We also believe that the feature extraction interface is an excellent addition as it works almost seamlessly with different kinds of architectures (both convolutional and transformer-based). This will definitely speed up the prototyping for various computer vision tasks.

Finally, two described features are still in diapers: the PyTorch support for CUDA graphs and the deferred initialization. The CUDA graphs feature could really help with the situations where the problem is CPU-bound and diminish the negative side effects of the eager execution.

On the other hand, deferred initialization is a nice-to-have feature because it allows an engineer to focus on solving the actual problem without the need to worry if the input feature dimensions have changed.

At the time of publishing this blog post, the PyTorch framework will probably turn 5 – and despite the ubiquitous problems that the Python language bears, it has been fun to use.
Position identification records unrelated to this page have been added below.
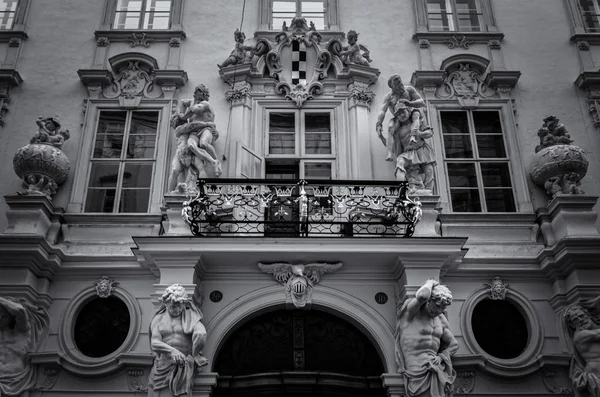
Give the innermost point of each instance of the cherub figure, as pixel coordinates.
(49, 132)
(241, 53)
(351, 53)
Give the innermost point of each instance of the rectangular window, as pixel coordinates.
(286, 10)
(8, 10)
(476, 161)
(590, 11)
(143, 14)
(455, 15)
(122, 164)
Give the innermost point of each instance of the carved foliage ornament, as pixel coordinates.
(466, 85)
(497, 289)
(299, 280)
(104, 286)
(133, 81)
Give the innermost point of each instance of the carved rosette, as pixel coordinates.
(362, 94)
(238, 92)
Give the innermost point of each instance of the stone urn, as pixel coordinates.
(557, 165)
(42, 164)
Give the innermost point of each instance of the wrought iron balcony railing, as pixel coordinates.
(305, 208)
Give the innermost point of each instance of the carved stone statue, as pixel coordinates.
(299, 280)
(22, 328)
(407, 131)
(176, 337)
(583, 324)
(424, 342)
(351, 54)
(42, 164)
(241, 53)
(195, 131)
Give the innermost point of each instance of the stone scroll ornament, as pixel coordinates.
(582, 323)
(42, 164)
(424, 342)
(299, 280)
(177, 337)
(22, 328)
(557, 165)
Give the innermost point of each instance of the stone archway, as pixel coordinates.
(298, 352)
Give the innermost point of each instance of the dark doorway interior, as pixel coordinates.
(293, 353)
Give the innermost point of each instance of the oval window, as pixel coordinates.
(102, 326)
(499, 328)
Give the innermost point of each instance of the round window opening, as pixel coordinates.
(101, 327)
(499, 328)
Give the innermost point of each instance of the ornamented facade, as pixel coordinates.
(209, 222)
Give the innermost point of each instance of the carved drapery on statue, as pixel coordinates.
(42, 164)
(299, 60)
(177, 337)
(22, 328)
(557, 165)
(582, 324)
(299, 280)
(424, 342)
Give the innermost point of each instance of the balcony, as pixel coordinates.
(305, 208)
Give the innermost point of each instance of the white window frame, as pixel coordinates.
(266, 14)
(86, 150)
(516, 167)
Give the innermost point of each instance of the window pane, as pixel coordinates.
(458, 146)
(134, 200)
(109, 137)
(100, 200)
(454, 122)
(487, 122)
(491, 146)
(282, 122)
(317, 170)
(156, 20)
(495, 175)
(465, 200)
(317, 122)
(142, 135)
(499, 200)
(104, 174)
(462, 175)
(137, 175)
(282, 144)
(318, 143)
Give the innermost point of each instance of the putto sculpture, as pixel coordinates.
(557, 165)
(177, 337)
(42, 164)
(241, 53)
(582, 321)
(424, 342)
(22, 328)
(351, 54)
(299, 280)
(406, 138)
(195, 131)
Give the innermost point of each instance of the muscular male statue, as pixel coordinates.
(22, 327)
(196, 132)
(177, 337)
(424, 342)
(583, 322)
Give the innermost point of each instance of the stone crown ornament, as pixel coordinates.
(41, 164)
(299, 280)
(558, 165)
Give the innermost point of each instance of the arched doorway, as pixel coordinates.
(298, 352)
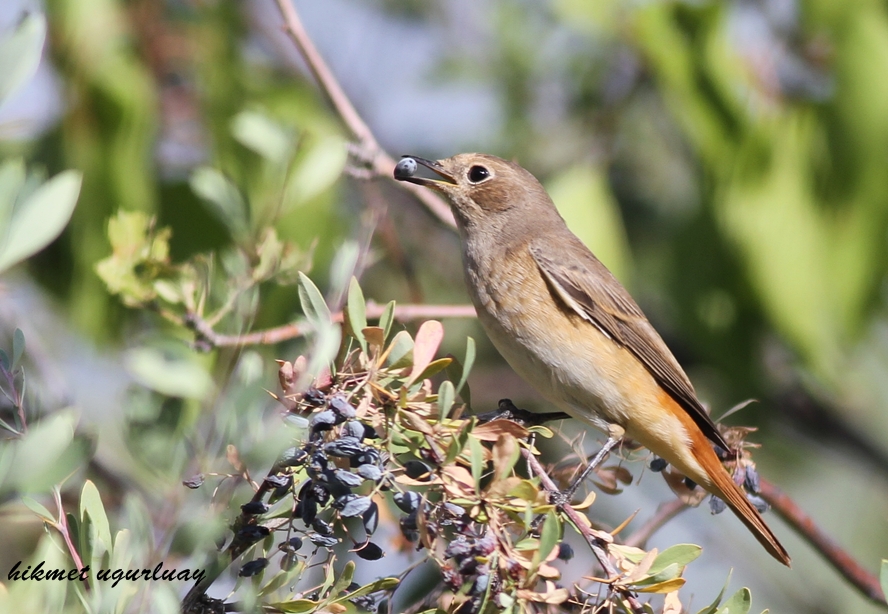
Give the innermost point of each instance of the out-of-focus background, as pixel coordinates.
(727, 160)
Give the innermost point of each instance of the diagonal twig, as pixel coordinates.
(596, 544)
(380, 162)
(835, 555)
(403, 313)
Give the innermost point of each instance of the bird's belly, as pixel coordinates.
(569, 361)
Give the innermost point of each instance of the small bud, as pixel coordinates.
(254, 507)
(658, 464)
(253, 567)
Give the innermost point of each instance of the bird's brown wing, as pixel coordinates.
(585, 285)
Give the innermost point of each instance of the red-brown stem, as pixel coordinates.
(837, 557)
(382, 163)
(62, 527)
(597, 546)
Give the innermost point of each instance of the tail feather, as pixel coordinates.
(736, 499)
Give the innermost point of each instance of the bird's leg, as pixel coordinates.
(506, 410)
(614, 436)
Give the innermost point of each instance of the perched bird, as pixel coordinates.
(568, 327)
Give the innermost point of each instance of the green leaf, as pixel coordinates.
(549, 537)
(20, 53)
(44, 514)
(401, 352)
(46, 455)
(382, 584)
(313, 305)
(263, 135)
(173, 376)
(342, 269)
(317, 168)
(222, 199)
(12, 180)
(477, 451)
(446, 394)
(37, 221)
(679, 554)
(91, 505)
(739, 603)
(345, 578)
(18, 347)
(357, 312)
(386, 319)
(467, 365)
(459, 440)
(297, 606)
(883, 578)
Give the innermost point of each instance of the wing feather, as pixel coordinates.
(589, 289)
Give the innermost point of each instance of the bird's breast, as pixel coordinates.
(567, 359)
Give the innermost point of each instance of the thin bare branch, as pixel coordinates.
(271, 336)
(381, 163)
(596, 544)
(838, 558)
(665, 512)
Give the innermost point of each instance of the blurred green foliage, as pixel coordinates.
(726, 159)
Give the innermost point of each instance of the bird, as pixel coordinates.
(568, 327)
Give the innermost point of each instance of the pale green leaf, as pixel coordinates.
(401, 352)
(386, 319)
(446, 395)
(477, 458)
(883, 577)
(467, 365)
(679, 554)
(37, 221)
(44, 514)
(263, 135)
(344, 579)
(357, 312)
(91, 505)
(313, 304)
(222, 199)
(549, 537)
(739, 603)
(12, 180)
(170, 375)
(46, 454)
(317, 168)
(20, 53)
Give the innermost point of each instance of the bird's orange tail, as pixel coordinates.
(735, 498)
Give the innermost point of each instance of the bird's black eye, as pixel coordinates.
(477, 174)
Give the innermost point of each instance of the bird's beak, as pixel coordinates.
(406, 169)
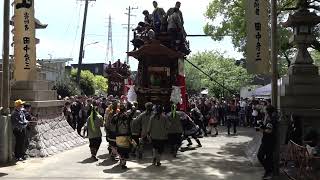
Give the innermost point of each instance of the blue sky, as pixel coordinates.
(61, 39)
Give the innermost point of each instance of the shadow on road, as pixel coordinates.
(3, 174)
(229, 162)
(116, 170)
(108, 162)
(87, 161)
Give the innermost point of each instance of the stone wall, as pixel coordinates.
(52, 135)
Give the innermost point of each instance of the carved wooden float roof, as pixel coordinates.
(155, 48)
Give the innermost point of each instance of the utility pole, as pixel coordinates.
(109, 44)
(274, 53)
(82, 39)
(5, 64)
(129, 25)
(274, 83)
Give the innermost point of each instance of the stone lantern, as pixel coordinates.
(302, 23)
(300, 88)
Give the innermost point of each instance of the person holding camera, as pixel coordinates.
(265, 153)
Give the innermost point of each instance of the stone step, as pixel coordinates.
(32, 85)
(31, 95)
(312, 102)
(300, 90)
(42, 76)
(301, 79)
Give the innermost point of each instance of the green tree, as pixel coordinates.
(222, 70)
(231, 13)
(227, 18)
(66, 87)
(86, 81)
(100, 84)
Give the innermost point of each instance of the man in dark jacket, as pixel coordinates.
(19, 125)
(265, 153)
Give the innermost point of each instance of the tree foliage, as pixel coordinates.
(222, 70)
(65, 87)
(231, 13)
(227, 18)
(89, 83)
(100, 84)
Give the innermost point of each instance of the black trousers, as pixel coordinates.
(20, 146)
(80, 124)
(232, 122)
(265, 157)
(201, 126)
(94, 144)
(158, 145)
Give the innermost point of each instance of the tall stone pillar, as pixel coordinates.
(300, 89)
(24, 41)
(51, 133)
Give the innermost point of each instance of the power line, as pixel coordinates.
(128, 28)
(82, 38)
(109, 44)
(77, 30)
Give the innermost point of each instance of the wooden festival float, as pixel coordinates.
(160, 70)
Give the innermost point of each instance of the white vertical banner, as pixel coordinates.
(24, 40)
(258, 37)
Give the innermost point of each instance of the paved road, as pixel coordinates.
(220, 157)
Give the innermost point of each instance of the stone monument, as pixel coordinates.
(51, 133)
(300, 89)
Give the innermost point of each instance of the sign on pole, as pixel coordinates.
(258, 54)
(24, 40)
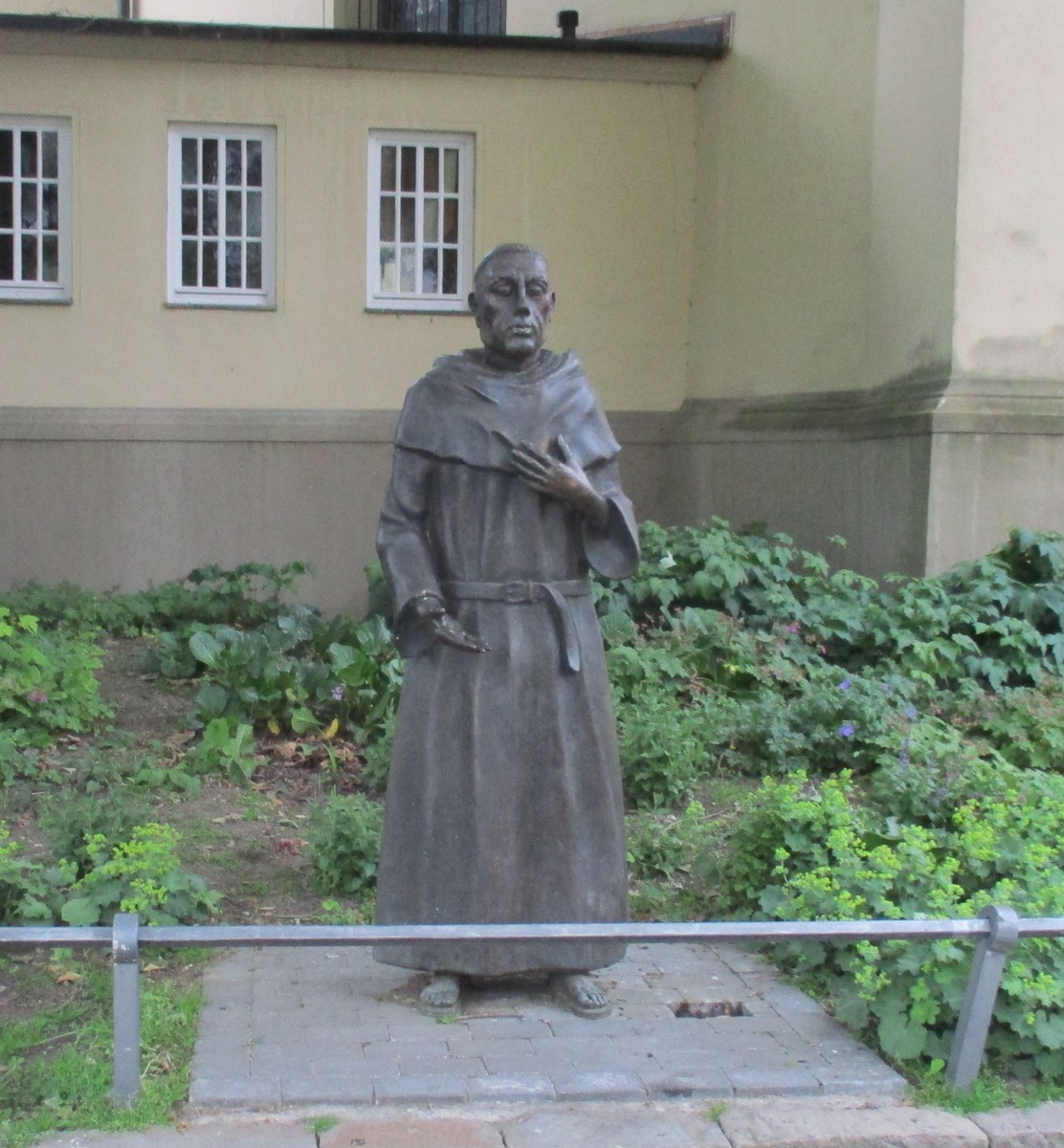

We have also noticed that our skin is more radiant, our wrinkles have been reduced by 95%, our hair is shiny and full of life :).

#### References

[1] K. He, X. Zhang, S. Ren, and J. Sun, “Deep residual learning for image recognition,” CoRR, vol. abs/1512.03385, 2015.

[2] A. Kolesnikov, L. Beyer, X. Zhai, J. Puigcerver, J. Yung, S. Gelly, and N. Houlsby, “Big transfer (BiT): General visual representation learning,” in Computer vision – ECCV 2020 – 16th european conference, glasgow, UK, august 23-28, 2020, proceedings, part V, 2020, vol. 12350, pp. 491–507.

[3] Z. Liu, Y. Lin, Y. Cao, H. Hu, Y. Wei, Z. Zhang, S. Lin, and B. Guo, “Swin transformer: Hierarchical vision transformer using shifted windows,” CoRR, vol. abs/2103.14030, 2021.

[4] H. Touvron, M. Cord, M. Douze, F. Massa, A. Sablayrolles, and H. Jégou, “Training data-efficient image transformers & distillation through attention,” in Proceedings of the 38th international conference on machine learning, ICML 2021, 18-24 july 2021, virtual event, 2021, vol. 139, pp. 10347–10357.

[5] R. Wightman, H. Touvron, and H. Jégou, “ResNet strikes back: An improved training procedure in timm,” CoRR, vol. abs/2110.00476, 2021.

[6] T. S. Cohen, M. Geiger, J. Köhler, and M. Welling, “Spherical CNNs,” in 6th international conference on learning representations, ICLR 2018, vancouver, BC, canada, april 30 – may 3, 2018, conference track proceedings, 2018.

[7] C. Esteves, C. Allen-Blanchette, A. Makadia, and K. Daniilidis, “Learning SO(3) equivariant representations with spherical CNNs,” in Computer vision – ECCV 2018 – 15th european conference, munich, germany, september 8-14, 2018, proceedings, part XIII, 2018, vol. 11217, pp. 54–70.

[8] M. Geiger, T. Smidt, A. M., B. K. Miller, W. Boomsma, B. Dice, K. Lapchevskyi, M. Weiler, M. Tyszkiewicz, S. Batzner, M. Uhrin, J. Frellsen, N. Jung, S. Sanborn, J. Rackers, and M. Bailey, Euclidean neural networks: e3nn. Zenodo, 2020.

[9] J. Lin, Z. Wei, Z. Li, S. Xu, K. Jia, and Y. Li, “DualPoseNet: Category-level 6D object pose and size estimation using dual pose network with refined learning of pose consistency,” CoRR, vol. abs/2103.06526, 2021.

[10] C. Deng, O. Litany, Y. Duan, A. Poulenard, A. Tagliasacchi, and L. J. Guibas, “Vector neurons: A general framework for SO(3)-equivariant networks,” CoRR, vol. abs/2104.12229, 2021.